Twenty-year-old Rina Shimabukuro went missing on April 28 on the Japanese island and her body was later found in a forest. Thirty-two-year-old Military contractor Kenneth Shinzato, formerly known as Kenneth Gadson, allegedly admitted to the crime and led police to the woman's body, according to the Washington Post.

The murder has once again ignited anti-American sentiment in the Japanese prefecture, which is home to a controversial U.S. military base.

After a private bilateral meeting between the two leaders following Obama's arrival in Tokyo on Wednesday, Prime Minister Shinzo Abe took the rare step of criticizing the U.S. president in front of the press.

“In the onset of our small group discussion, I have firmly lodged a protest against President Obama as the Japanese Prime Minister with regard to the most recent case in Okinawa,” he said.

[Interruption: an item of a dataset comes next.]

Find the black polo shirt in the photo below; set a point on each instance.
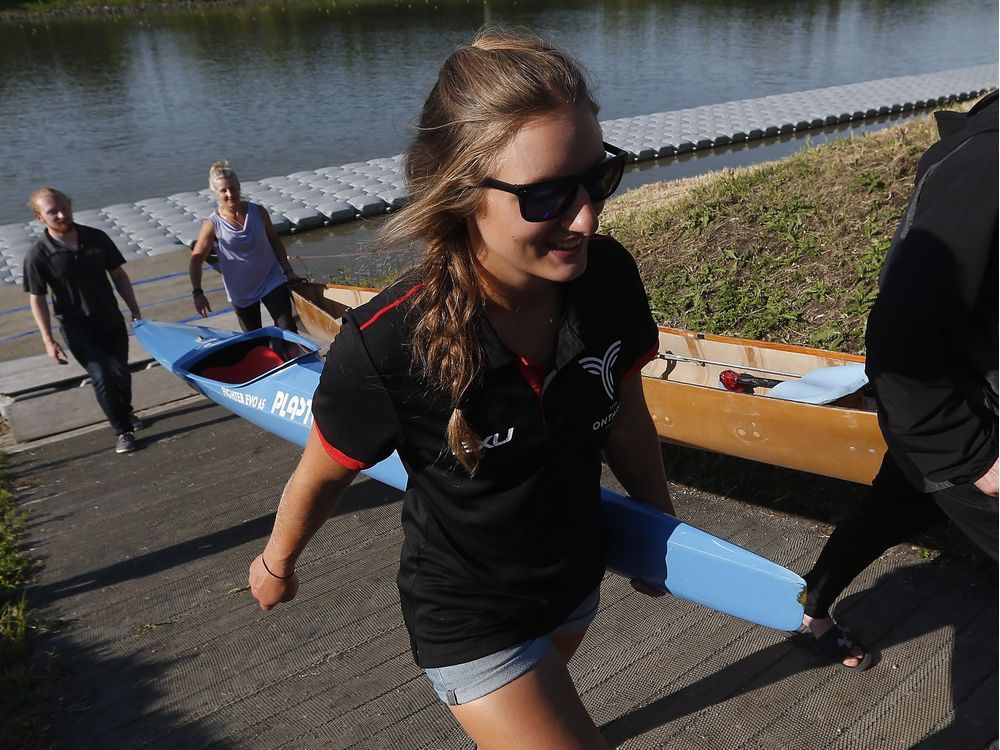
(506, 555)
(77, 278)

“I feel profound resentment for this self-centered and despicable crime,” he added. “This case shocked the entire Japan.”

Abe expressed “strong indignation” and urged American forces to “take thorough measures to prevent the recurrence of such events,” according to the Associated Press.

"There is a tough and challenging road ahead of us as we seek to regain confidence which was lost in the most recent case," Abe said, according to CBS News.

Obama said during the press conference that he had extended his condolences and deepest regrets for the Okinawa crime.

He said the U.S. would continue to investigate, and added, “We consider it inexcusable and we are committed to do everything we can to prevent any crime of this sort.”

In March, an American tourist was arrested for allegedly raping a Japanese tourist in Okinawa. In 1995, three U.S. servicemen kidnapped and raped a school girl on the island, triggering huge protests.